登录查看更多内容

Streamlining Data Flows with Springboot-Kafka:A Quick Guide

Rafael Vera-Mara?ón

Data Engineer @ Minsait | Cloud Architechture | AI Integration | Data Governance

发布日期: 2023年12月16日

https://medium.com/@jr.vera.ma/streamlining-data-flows-with-springboot-kafka-a-quick-guide-e21df72c713f

In today's fast-paced data world, Apache Kafka stands out as a powerful tool for managing real-time data streams. This guide offers a concise walkthrough for setting up a basic ( 1 Topic ) Kafka ecosystem, encompassing a producer, stream, and consumer using Spring Boot.

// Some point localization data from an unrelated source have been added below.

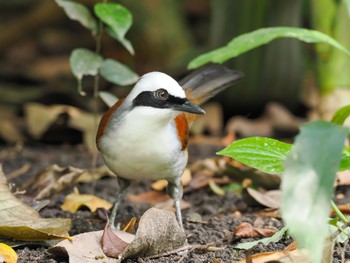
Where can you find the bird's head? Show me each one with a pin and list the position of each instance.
(157, 92)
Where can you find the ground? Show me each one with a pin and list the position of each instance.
(222, 213)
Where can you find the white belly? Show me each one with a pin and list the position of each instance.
(141, 149)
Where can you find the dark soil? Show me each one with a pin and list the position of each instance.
(222, 213)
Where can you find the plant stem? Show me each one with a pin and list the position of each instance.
(338, 212)
(96, 89)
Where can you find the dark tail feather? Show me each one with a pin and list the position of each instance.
(206, 82)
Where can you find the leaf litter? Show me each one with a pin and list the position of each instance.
(21, 222)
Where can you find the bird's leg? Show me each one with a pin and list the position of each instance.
(123, 185)
(175, 191)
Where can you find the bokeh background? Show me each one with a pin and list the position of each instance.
(37, 38)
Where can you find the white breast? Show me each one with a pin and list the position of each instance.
(144, 146)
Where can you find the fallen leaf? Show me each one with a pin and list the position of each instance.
(8, 254)
(21, 222)
(130, 226)
(40, 118)
(94, 174)
(158, 233)
(246, 230)
(151, 197)
(86, 247)
(160, 185)
(267, 240)
(269, 199)
(112, 245)
(51, 180)
(74, 201)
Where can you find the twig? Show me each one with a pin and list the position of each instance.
(187, 248)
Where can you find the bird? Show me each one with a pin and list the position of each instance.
(144, 136)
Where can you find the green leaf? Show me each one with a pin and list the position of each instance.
(267, 240)
(119, 20)
(84, 62)
(264, 154)
(117, 73)
(246, 42)
(307, 184)
(80, 13)
(341, 115)
(345, 159)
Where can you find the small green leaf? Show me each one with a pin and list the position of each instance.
(345, 159)
(84, 62)
(246, 42)
(267, 240)
(341, 115)
(307, 184)
(108, 98)
(117, 73)
(264, 154)
(119, 20)
(80, 13)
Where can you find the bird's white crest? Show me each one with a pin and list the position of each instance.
(156, 80)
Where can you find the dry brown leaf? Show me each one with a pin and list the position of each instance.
(269, 199)
(95, 174)
(112, 245)
(52, 180)
(40, 117)
(86, 247)
(151, 197)
(130, 226)
(158, 233)
(246, 230)
(21, 222)
(7, 253)
(74, 201)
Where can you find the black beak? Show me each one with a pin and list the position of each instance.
(188, 106)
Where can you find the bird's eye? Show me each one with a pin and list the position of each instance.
(162, 94)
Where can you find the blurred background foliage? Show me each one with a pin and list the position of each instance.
(36, 39)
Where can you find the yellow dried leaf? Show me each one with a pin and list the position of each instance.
(159, 185)
(75, 200)
(8, 254)
(21, 222)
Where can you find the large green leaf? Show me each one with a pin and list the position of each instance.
(117, 73)
(80, 13)
(251, 40)
(307, 184)
(84, 62)
(119, 20)
(264, 154)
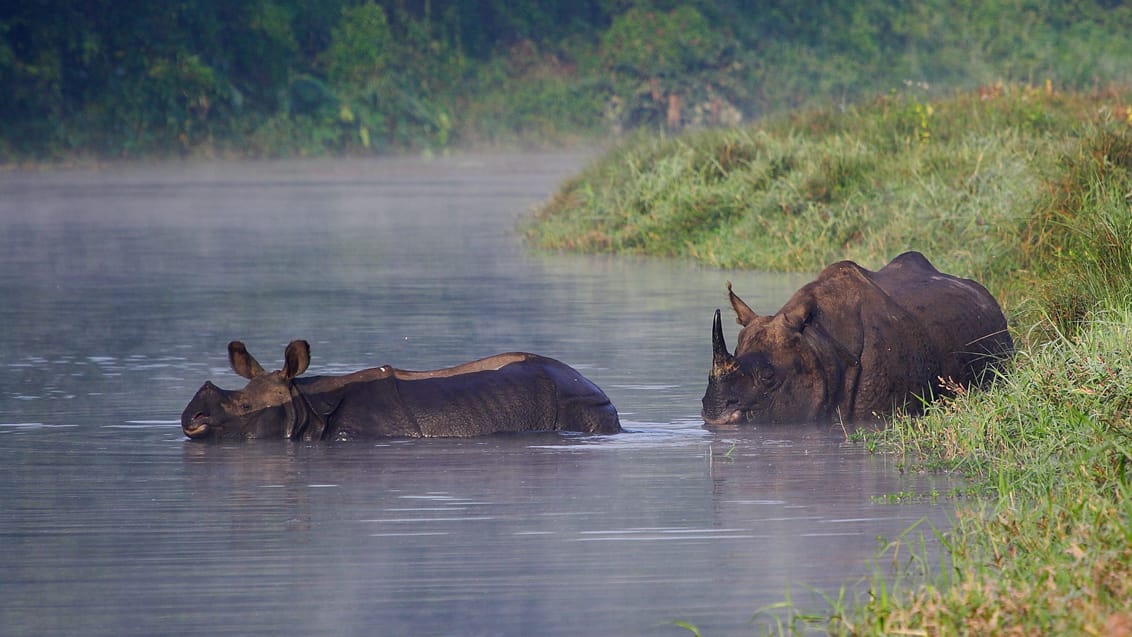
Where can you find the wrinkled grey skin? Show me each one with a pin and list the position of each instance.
(506, 393)
(855, 345)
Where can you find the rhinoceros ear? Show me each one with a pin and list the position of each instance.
(241, 361)
(743, 312)
(296, 359)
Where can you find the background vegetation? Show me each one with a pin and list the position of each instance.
(283, 77)
(1022, 187)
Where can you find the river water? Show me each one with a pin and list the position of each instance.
(121, 286)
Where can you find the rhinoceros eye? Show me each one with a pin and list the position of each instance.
(765, 375)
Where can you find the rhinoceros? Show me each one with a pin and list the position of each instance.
(506, 393)
(855, 345)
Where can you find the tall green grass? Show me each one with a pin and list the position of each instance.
(968, 180)
(1023, 188)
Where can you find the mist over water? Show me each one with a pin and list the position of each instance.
(121, 287)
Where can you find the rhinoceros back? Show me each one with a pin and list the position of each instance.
(961, 318)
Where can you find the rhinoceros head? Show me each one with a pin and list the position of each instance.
(269, 406)
(775, 373)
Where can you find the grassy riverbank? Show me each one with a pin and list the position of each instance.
(1025, 188)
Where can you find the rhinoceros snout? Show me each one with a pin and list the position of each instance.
(197, 427)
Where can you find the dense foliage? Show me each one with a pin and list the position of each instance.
(281, 77)
(1026, 188)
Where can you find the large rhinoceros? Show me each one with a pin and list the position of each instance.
(506, 393)
(854, 345)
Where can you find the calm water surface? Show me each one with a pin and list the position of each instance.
(120, 289)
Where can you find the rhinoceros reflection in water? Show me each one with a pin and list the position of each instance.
(856, 344)
(506, 393)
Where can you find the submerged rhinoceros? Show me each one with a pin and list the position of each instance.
(855, 345)
(513, 392)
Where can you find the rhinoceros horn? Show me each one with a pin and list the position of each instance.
(722, 361)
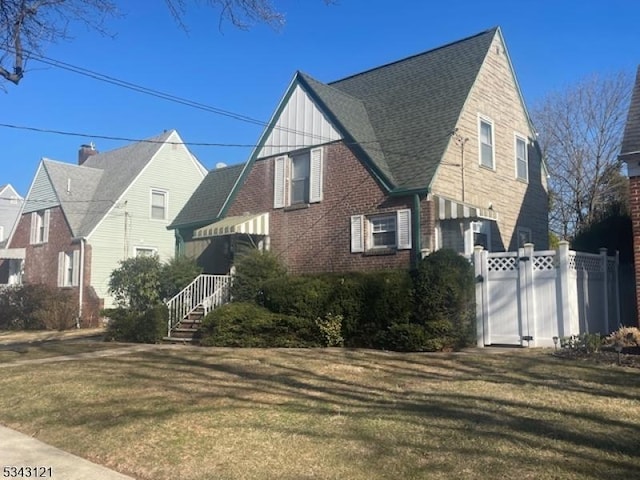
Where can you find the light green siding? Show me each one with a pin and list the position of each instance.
(129, 225)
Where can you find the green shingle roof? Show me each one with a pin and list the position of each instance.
(87, 192)
(401, 115)
(206, 203)
(631, 140)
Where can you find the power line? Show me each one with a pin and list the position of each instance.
(156, 93)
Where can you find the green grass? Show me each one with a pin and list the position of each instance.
(196, 413)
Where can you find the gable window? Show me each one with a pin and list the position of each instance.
(39, 227)
(524, 236)
(381, 232)
(158, 205)
(298, 178)
(145, 251)
(522, 161)
(68, 268)
(486, 143)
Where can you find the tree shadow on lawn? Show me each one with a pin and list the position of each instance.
(405, 393)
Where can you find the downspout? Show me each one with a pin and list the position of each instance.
(415, 231)
(81, 286)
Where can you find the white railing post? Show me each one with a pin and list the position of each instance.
(529, 330)
(480, 267)
(605, 285)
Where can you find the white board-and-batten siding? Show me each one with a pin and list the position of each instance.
(300, 125)
(172, 170)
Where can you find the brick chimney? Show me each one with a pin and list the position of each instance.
(85, 152)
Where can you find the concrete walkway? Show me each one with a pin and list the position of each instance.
(19, 450)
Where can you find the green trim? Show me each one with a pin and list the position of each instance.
(380, 177)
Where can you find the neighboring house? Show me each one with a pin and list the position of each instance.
(79, 221)
(630, 153)
(213, 253)
(10, 260)
(383, 167)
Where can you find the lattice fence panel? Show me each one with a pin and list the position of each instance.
(502, 264)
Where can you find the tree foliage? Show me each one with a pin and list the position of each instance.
(27, 26)
(580, 135)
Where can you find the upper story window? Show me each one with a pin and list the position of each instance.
(145, 251)
(379, 232)
(522, 160)
(298, 178)
(486, 148)
(68, 269)
(158, 204)
(39, 227)
(524, 236)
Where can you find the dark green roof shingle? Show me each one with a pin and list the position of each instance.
(402, 114)
(205, 205)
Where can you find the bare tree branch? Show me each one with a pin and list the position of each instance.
(580, 135)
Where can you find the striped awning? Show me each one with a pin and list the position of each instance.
(257, 224)
(447, 209)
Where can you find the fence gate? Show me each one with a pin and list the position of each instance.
(526, 298)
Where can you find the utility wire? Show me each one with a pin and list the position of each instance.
(158, 94)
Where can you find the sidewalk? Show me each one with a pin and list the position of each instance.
(19, 450)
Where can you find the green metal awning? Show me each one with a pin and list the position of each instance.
(447, 209)
(256, 224)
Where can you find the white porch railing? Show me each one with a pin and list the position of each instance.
(206, 291)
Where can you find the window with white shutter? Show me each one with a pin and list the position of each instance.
(388, 231)
(357, 233)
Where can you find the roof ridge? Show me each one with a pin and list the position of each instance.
(410, 57)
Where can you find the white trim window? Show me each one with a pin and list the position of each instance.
(69, 268)
(522, 158)
(486, 143)
(144, 251)
(523, 235)
(381, 232)
(40, 227)
(159, 204)
(298, 178)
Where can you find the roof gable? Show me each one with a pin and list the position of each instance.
(207, 202)
(414, 104)
(298, 123)
(631, 139)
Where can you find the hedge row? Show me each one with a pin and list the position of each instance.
(430, 308)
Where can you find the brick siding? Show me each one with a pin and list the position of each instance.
(41, 261)
(318, 238)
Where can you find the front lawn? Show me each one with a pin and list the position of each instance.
(200, 413)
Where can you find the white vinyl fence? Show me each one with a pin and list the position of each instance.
(526, 298)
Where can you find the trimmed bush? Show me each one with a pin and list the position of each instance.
(135, 284)
(302, 296)
(127, 325)
(249, 325)
(444, 300)
(253, 269)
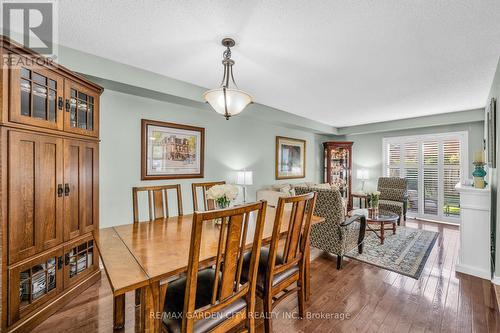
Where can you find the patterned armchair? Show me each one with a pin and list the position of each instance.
(336, 235)
(393, 196)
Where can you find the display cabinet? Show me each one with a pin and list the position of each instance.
(34, 283)
(338, 165)
(49, 186)
(79, 260)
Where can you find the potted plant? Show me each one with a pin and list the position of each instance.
(222, 195)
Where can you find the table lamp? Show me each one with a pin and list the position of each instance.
(244, 178)
(362, 175)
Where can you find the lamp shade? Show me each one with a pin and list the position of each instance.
(244, 178)
(227, 102)
(362, 174)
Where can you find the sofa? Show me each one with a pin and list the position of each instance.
(273, 192)
(337, 235)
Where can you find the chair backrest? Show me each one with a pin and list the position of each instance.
(226, 288)
(157, 200)
(299, 227)
(392, 188)
(207, 204)
(328, 204)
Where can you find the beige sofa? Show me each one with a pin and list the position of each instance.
(272, 193)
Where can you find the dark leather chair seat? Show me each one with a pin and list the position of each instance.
(174, 303)
(261, 277)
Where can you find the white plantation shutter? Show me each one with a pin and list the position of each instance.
(451, 170)
(431, 181)
(432, 166)
(394, 160)
(410, 172)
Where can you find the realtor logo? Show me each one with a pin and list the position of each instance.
(30, 23)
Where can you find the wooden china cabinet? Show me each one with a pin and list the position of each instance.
(338, 165)
(49, 186)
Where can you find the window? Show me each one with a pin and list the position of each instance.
(432, 166)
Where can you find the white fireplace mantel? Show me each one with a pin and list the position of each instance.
(474, 255)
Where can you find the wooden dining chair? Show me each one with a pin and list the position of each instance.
(213, 299)
(157, 200)
(207, 204)
(278, 271)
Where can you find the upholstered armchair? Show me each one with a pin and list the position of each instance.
(393, 196)
(337, 234)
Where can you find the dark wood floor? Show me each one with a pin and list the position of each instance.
(359, 298)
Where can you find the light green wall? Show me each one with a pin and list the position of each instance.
(367, 148)
(131, 94)
(246, 141)
(230, 145)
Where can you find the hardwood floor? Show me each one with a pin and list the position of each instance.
(358, 298)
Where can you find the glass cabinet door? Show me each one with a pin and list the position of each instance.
(34, 283)
(36, 97)
(82, 109)
(339, 162)
(80, 259)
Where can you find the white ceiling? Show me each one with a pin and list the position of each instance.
(338, 62)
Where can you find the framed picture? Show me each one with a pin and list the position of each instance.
(491, 118)
(290, 158)
(171, 151)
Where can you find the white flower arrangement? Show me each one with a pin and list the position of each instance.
(222, 194)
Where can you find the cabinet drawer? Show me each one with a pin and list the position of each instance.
(33, 283)
(80, 260)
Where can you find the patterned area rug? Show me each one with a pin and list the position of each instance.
(406, 252)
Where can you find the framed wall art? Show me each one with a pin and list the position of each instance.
(171, 151)
(290, 158)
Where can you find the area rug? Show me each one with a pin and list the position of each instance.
(405, 253)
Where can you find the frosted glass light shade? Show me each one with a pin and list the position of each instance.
(244, 178)
(236, 100)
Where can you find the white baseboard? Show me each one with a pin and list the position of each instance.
(470, 270)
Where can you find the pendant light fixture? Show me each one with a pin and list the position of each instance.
(227, 101)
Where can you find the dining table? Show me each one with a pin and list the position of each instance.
(146, 256)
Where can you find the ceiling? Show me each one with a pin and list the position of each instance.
(341, 63)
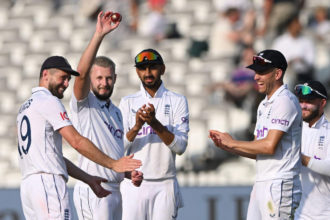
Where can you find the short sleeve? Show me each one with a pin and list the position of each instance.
(54, 112)
(283, 114)
(76, 105)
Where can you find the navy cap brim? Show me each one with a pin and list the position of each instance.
(309, 97)
(70, 71)
(260, 69)
(146, 62)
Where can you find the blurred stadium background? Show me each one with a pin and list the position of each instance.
(31, 30)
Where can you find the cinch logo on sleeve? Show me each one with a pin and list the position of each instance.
(185, 119)
(64, 116)
(145, 130)
(280, 121)
(262, 132)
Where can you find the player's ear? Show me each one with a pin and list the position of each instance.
(278, 74)
(323, 103)
(162, 69)
(45, 74)
(114, 78)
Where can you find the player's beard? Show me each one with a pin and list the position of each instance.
(104, 96)
(313, 113)
(151, 85)
(54, 89)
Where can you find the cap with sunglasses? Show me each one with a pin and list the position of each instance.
(58, 62)
(148, 56)
(311, 90)
(268, 59)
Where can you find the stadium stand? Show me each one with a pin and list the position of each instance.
(30, 31)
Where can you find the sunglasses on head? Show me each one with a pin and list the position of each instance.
(306, 90)
(147, 55)
(260, 60)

Kafka -Streams workflow (the simple project in this article was made with Topic 1 from the producer only)

Github: Kafka-Springboot

CONTENT:

KAFKA INSTALATION ON WINDOWS
RUNNING ZOOKEEPER AND KAFKA SERVER UP LOCALLY
SPRINGBOOT APPS AND STREAMS MICROSERVICE SET UP

Step 1: KafkaProducer Setup

Step 2: Stream Processing with Kafka Streams

Step 3: Consuming Processed Data

DEPENDENCIES

HOW TO RUN THE KAFKA-BASED MICROSERVICES PROJECT
LOGS
REAL-WORLD POSSIBLE USE CASE

KAFKA INSTALATION ON WINDOWS

Step 1: Downloading Kafka: Apache Kafka homepage

Download the latest version available
Select the binary download. In this case: Scala 2.13 - kafka_2.13-3.6.1.tgz (asc, sha512)
Extract the folder in C:\kafka_2.13-3.6.1 (to ease the environment variables management)
Change the folder name to C:\kakfa

Step 2: Configuring Kafka

open the directory C:\kafka\config
inhere you will edit two files: server.properties and zookeper.properties
server.properties must look like this:only change line 62 to

log.dirs=c:/kafka/kafka.logs

zookeper.properties must look like this:only change line 16 to

dataDir=C:/kafka/zookeeper-data

RUNNING ZOOKEEPER AND KAFKA SERVER UP LOCALLY

Step 1: you need to open two cmd consoles on C:\kafka\bin

Step 2: paste and run the next command in one of the cmd

.\bin\windows\zookeeper-server-start.bat .\config\zookeeper.properties

Step 3: paste and run the next command in the other cmd

.\bin\windows\kafka-server-start.bat .\config\server.properties

You should see something like this:

both Zookeeper (on the left) and Kafka Server (on the right) up and running

SPRINGBOOT APPS AND STREAMS MICROSERVICE SET UP

Project Modules organization :

Each application was created as separated Maven modules inside a Parent module to avoid dependencies interferencies, run them in different ports and keep them all together in a folder.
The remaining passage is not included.